Per capire Gabriela Montero bisogna partire dalla fine. Terminato il Concerto per pianoforte e orchestra di Edvard Grieg, quando sarebbe l'ora di risedersi al pianoforte per i bis, la pianista decide di improvvisare, chiede al pubblico un tema musicale e ci gioca sopra. Il risultato è sorprendente, anzi, esaltante. Un turbine di tecnica, virtuosismo, fantasia ed emotività. Il "cuore" infatti, in questo stato di trance vagamente posata cui si crede fino a un certo punto, è centrale, o almeno la Montero fa di tutto per dare l'impressione che lo sia. Ci si trova di fronte a un enthousiasmós iperemotivo, un tantino retorico ma conturbante, soprattutto nel momento in cui la sostanza prevale sulla forma e la verità sulla sensazione. Tutto ciò avviene alla fine, quando il pubblico suggerisce Summertime (da Porgy and Bess di Gershwin) e lei ci si tuffa dentro con tutta se stessa, dedicando il pezzo al suo Venezuela, che sta attraversando momenti davvero bui. E qui, dopo qualche minuto di grande intensità, un magone profondo le spegne le dita. La Montero si emoziona, si commuove, e la sala con lei. Poco prima da "la donna è mobile" nasce invece uno spettacolo pirotecnico imbevuto di jazz, con tutt’altro spirito.
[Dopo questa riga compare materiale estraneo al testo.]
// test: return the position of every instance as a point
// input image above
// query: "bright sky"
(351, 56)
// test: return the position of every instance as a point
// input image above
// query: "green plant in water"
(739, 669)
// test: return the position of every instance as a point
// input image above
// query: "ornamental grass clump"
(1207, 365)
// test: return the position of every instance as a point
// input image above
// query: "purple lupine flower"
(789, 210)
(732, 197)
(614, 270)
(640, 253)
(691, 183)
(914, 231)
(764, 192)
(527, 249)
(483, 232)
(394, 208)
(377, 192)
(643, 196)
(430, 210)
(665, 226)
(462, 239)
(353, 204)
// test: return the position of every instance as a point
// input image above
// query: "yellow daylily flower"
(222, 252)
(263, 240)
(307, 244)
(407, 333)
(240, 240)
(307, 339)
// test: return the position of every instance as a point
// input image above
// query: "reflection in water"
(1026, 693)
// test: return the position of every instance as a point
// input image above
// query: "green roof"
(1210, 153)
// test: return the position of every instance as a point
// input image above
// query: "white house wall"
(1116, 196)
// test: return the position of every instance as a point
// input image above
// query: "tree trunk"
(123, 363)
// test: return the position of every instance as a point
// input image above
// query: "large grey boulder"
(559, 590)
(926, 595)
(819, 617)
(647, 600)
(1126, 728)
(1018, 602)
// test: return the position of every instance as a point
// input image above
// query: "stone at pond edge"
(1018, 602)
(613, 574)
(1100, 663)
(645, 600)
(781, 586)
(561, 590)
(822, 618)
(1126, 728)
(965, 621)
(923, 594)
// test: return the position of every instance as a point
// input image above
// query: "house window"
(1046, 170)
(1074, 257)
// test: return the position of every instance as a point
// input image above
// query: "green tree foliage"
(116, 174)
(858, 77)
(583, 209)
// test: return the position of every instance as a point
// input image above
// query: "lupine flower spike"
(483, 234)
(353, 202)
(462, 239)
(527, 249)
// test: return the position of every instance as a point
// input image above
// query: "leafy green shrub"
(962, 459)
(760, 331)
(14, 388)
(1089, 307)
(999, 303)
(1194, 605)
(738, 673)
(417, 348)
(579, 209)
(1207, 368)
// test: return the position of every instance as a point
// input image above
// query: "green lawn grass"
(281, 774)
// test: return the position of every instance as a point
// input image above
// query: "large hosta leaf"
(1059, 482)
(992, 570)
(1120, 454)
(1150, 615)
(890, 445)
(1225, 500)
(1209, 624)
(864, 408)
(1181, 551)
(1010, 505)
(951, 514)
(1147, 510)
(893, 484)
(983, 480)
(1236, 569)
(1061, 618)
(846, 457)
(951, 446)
Quanto si ascolta nelle improvvisazioni compendia l'arte della pianista. Il suo Grieg è su per giù la stessa cosa: emotivo, sanguigno, un filo ammiccante ma funambolico. La Montero domina la tastiera con una facilità irridente: sa cavarne suoni di strepitosa bellezza (l’attacco dell’Adagio è puro cristallo, poche volte abbiamo sentito il Fazioli del Verdi produrre qualcosa di simile), sa trattare i tasti a carezze ma anche frustarli con un vigore esplosivo. L'agilità sul pianoforte è da fuoriclasse, lei lo sa e ci marcia un po' sopra. La sensazione generale, di fronte a questa artista, è che ci sia a tratti la voglia di stupire, di conquistare il pubblico anche senza rinunciare a qualche trucchetto o ruffianata, siano essi espedienti retorici che attengono al ritmo, all'espressività (un certo indugiare sul tempo, lo sfasare bassi e mano destra) o appunto a un’esasperazione della passionalità.
Al suo fianco, o per meglio dire dietro di lei, l'Orchestra Leonore diretta da Daniele Giorgi si rivela un’eccellente spalla: benissimo nel Mattino dal Peer Gynt di Grieg che apre il concerto, dipinto con una trasparenza ammaliante, altrettanto nel Concerto per pianoforte e orchestra op.16.
Più controversa invece la Sinfonia n. 4 in mi minore Op. 98 di Johannes Brahms che non parte al meglio, con qualche sbavatura di troppo nel Primo movimento, per decollare poi con l’Andante moderato, almeno per quanto riguarda la prova della Leonore. L'orchestra infatti suona davvero bene, trovando, oltre alla precisione, un bel colore scuro e compatto ed esibendo prime parti di tutto rispetto. La direzione di Daniele Giorgi è attenta agli equilibri e a tenere insieme il quadro ma non riesce a valorizzare pienamente la complessità della scrittura, risultando eccessivamente omogenea nei colori e piatta nei fraseggi.
Ottima l’accoglienza del pubblico pordenonese con punte di entusiasmo per Gabriela Montero.